Soon everybody will be scared about ‘currency war’ again – we should be celebrating

With the dollar continuing to strengthen and now the Japanese yen starting to take off as well central bankers in the US and Japan are likely increasingly becoming worried about the deflationary tendencies of stronger currencies and recent comments from both countries’ central banks indicate that they will not allow their currencies to strengthen dramatically if it where to become deflationary.

This has in recent days caused some to begin to talk about the “risk” of a new global “currency war” where central banks around the world compete to weaken their currencies. Most commentators seem to think this would be horrible, but I would instead argue – as I have often done in recent years – that a global race to ease monetary policy is exactly what we need in a deflationary world.

If we lived in the high-inflation days of the 1970s we should be very worried, but we live in deflationary times so global monetary easing should be welcome and unlike most commentators I believe a global currency war would be a positive sum game.

Over the last couple of years I have written a number of posts on the topic of currency war. The main conclusions are the following:

  1. Currency war is a GREAT THING and is VERY POSITIVE – if indeed we think of it as a global competition to print money.

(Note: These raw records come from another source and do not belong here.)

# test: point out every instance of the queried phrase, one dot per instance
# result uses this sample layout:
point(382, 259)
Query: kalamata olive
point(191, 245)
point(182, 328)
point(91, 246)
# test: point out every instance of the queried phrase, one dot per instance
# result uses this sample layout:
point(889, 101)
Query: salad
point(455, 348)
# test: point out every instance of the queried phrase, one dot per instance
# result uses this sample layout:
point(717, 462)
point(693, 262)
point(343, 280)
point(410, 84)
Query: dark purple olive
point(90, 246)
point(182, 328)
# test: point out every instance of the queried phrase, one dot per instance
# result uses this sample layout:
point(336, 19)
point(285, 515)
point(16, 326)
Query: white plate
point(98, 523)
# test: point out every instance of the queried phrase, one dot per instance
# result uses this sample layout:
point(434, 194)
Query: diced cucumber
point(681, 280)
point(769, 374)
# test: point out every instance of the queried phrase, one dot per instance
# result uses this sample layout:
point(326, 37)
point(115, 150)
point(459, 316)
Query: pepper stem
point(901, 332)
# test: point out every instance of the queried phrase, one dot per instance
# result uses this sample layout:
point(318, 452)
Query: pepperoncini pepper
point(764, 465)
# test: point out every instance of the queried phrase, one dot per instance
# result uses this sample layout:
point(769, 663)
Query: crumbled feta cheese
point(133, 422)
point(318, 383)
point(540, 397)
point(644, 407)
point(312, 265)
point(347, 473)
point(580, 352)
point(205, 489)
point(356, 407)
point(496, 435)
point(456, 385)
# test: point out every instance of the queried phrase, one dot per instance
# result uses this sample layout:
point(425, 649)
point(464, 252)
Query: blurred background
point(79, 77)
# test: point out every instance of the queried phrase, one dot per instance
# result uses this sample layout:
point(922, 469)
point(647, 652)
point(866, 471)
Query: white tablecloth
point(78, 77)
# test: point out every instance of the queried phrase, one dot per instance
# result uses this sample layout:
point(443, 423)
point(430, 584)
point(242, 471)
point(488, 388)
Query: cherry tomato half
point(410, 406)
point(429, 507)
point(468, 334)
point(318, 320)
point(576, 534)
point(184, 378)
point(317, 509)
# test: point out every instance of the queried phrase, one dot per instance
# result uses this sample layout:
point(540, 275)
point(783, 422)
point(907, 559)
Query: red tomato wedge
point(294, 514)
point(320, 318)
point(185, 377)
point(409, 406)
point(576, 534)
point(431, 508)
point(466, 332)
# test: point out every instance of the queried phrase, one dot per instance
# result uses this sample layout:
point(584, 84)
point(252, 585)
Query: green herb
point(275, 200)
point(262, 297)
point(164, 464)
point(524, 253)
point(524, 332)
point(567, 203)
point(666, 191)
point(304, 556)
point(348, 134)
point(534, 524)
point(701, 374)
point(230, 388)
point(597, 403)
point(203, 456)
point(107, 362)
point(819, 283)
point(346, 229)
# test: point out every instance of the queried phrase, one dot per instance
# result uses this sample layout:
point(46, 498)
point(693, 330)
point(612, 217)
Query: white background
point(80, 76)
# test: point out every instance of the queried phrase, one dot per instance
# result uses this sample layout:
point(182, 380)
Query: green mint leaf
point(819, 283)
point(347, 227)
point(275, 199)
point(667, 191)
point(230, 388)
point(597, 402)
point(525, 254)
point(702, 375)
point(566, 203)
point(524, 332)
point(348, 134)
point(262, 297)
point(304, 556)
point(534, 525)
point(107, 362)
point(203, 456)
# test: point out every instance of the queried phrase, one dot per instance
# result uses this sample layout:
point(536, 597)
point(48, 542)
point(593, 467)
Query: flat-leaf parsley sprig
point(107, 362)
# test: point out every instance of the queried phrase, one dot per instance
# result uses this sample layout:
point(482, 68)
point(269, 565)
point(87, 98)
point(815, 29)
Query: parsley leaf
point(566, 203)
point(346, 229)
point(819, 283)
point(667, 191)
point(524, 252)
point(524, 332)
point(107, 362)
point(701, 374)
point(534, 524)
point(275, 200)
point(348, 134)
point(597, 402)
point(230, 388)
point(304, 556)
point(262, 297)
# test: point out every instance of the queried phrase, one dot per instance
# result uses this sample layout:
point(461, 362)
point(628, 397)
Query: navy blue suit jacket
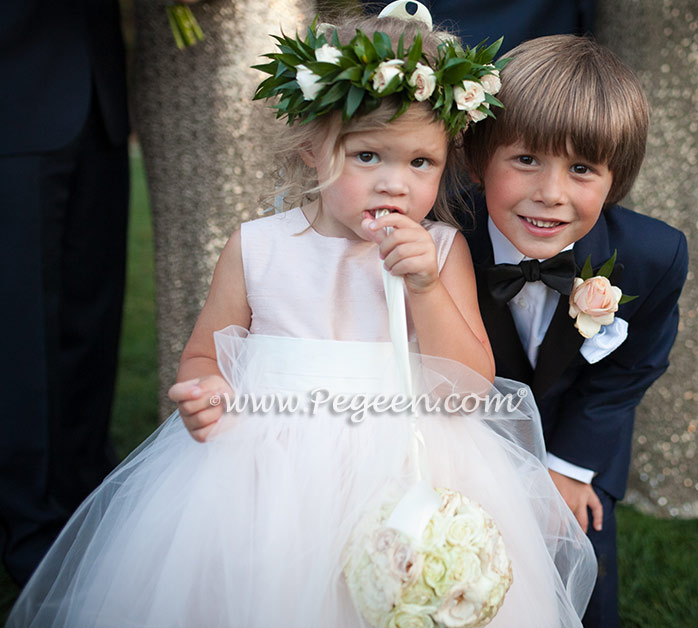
point(588, 410)
point(516, 20)
point(52, 54)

This is what we need in a deflationary world.
  2. As long as we are seeing commodity prices decline and inflation expectations we can’t really say that the currency war is on yet.
  3. Currency war is NOT a zero sum game. It is a positive sum game in a deflationary world.
  4. Don’t think of monetary easing/currency depreciation to primarily work through a “competitiveness channel”, but rather through a boost to domestic demand. Therefore, we are likely to actually see the trade balance WORSEN for countries, which undertakes aggressive monetary easing. The US in 1933 is a good example. So is Argentina in 2001-2 and Japan recently. Sweden versus Denmark since 2008.

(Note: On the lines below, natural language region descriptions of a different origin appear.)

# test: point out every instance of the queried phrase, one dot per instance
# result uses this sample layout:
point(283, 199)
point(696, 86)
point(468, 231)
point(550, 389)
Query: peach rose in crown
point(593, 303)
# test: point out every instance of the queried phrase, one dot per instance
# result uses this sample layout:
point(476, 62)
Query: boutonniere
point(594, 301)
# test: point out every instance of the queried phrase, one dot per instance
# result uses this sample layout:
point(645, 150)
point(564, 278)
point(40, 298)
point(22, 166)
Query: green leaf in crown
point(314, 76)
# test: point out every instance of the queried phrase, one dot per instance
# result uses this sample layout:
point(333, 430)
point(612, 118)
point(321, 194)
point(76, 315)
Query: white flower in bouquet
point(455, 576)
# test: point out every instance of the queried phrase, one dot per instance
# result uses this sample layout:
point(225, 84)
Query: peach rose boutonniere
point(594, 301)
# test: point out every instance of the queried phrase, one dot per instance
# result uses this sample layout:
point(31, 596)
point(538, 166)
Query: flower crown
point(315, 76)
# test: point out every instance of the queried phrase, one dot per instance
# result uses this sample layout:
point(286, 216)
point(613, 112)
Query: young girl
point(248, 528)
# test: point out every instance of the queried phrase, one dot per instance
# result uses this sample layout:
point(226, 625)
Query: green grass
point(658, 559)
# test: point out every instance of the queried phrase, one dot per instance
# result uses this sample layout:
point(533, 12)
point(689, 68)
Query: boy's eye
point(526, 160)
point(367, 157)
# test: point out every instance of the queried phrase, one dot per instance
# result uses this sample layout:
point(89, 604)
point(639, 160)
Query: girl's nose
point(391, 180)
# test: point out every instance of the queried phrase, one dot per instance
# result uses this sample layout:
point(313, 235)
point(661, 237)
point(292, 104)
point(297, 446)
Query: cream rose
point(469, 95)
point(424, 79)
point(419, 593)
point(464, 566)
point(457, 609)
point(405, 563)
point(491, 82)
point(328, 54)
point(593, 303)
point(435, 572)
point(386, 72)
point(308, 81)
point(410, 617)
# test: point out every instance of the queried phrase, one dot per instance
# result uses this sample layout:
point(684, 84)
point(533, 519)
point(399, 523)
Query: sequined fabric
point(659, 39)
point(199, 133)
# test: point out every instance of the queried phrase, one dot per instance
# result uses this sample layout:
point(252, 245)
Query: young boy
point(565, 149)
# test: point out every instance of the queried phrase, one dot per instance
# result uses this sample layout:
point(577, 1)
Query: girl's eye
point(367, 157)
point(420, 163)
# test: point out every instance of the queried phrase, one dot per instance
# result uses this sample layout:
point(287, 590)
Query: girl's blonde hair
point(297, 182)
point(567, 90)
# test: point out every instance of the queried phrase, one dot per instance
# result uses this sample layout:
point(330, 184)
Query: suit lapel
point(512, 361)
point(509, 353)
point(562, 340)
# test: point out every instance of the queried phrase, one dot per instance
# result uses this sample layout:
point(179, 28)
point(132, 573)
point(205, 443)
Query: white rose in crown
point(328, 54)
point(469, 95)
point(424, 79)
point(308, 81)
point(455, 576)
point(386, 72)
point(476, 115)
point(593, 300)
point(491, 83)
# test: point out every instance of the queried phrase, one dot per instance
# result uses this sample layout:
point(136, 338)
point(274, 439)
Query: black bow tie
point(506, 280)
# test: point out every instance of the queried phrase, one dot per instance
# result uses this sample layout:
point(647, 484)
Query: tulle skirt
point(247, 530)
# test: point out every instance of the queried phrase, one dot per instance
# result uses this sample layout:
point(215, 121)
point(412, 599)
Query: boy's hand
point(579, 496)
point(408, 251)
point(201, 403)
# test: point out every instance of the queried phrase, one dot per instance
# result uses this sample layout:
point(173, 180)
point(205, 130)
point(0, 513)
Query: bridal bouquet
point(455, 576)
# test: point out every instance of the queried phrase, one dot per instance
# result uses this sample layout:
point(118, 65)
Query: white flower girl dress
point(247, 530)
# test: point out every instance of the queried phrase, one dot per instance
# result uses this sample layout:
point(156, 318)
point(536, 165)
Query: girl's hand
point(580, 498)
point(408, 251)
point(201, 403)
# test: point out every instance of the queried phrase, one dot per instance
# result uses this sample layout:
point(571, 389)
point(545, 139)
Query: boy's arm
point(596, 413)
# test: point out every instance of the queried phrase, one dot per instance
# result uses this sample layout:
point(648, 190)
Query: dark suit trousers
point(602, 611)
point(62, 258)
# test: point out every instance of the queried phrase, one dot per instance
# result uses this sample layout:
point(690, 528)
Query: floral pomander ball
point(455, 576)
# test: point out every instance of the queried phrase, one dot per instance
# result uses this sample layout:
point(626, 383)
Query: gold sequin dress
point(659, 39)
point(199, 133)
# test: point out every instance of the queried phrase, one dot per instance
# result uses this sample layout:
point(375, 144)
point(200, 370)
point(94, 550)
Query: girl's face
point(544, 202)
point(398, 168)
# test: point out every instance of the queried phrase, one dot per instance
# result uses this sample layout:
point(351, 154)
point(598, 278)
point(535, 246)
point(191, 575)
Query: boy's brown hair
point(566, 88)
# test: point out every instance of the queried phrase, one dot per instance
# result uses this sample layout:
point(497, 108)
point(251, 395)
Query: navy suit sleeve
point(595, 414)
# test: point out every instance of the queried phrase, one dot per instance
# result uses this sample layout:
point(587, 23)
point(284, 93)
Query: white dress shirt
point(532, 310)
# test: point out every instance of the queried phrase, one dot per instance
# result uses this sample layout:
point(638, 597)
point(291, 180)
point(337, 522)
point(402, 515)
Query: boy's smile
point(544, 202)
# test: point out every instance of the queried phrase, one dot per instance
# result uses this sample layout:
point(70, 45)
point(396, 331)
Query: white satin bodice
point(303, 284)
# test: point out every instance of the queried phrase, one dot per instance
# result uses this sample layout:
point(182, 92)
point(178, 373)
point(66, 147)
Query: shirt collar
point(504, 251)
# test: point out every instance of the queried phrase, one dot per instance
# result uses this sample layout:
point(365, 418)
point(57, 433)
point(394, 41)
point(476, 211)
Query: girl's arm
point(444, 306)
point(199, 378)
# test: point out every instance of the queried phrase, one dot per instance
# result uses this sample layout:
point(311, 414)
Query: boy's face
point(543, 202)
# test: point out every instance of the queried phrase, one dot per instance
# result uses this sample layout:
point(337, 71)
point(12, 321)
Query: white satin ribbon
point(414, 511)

I don’t have much time to write more on the topic this morning, but I am sure I will return to the topic soon again. Until then have a look at my previous posts on the topic (and related topics):

Bernanke knows why ‘currency war’ is good news – US lawmakers don’t

‘The Myth of Currency War’

Don’t tell me the ‘currency war’ is bad for European exports – the one graph version

The New York Times joins the ‘currency war worriers’ – that is a mistake

The exchange rate fallacy: Currency war or a race to save the global economy?

Is monetary easing (devaluation) a hostile act?

Fiscal devaluation – a terrible idea that will never work

Mises was clueless about the effects of devaluation

Exchange rates and monetary policy – it’s not about competitiveness: Some Argentine lessons

The luck of the ‘Scandies’

Leave a comment


  1. james in london

     /  October 10, 2014

    Very true. We have nothing to fear but but fear.

  2. This is why central banks need to offset demand shocks to money with a NGDPLT or similar rule. Exchange rates will manage themselves.

  3. Benjamin Cole

     /  October 13, 2014

    Excellent blogging.

  4. Manipulating a currency has two parts
    1) If you devalue your currency then capital and investments become expensive. Thanks to massive current account surpluses accumulated over year, this is no issue for Japan. It would be an issue for Greece or Italy if they left the euro.
    2) If you devalue then your local labor gets cheap.

    Thanks to FX traders/markets (and market monetarism behind), Japan is able to devalue far above the correct FX rate, that according to IMF is around 90 per dollar.
    Everything above is a distortion of FX rates and creating a mercantalist advantage for Japan that can only be answered by labor costs de- and disinflation abroad.

    Moreover, the global FX devaluation against dollar and the asset price inflation in the US is able to create another 2008 moment. Fortunately Americans are not so stupid again: In 2013 household savings rate fell from 7% to 5% but now it is ticking up (Q3 personal spending release) Currently, however, higher savings in dollar enforces again the new US asset price bubble.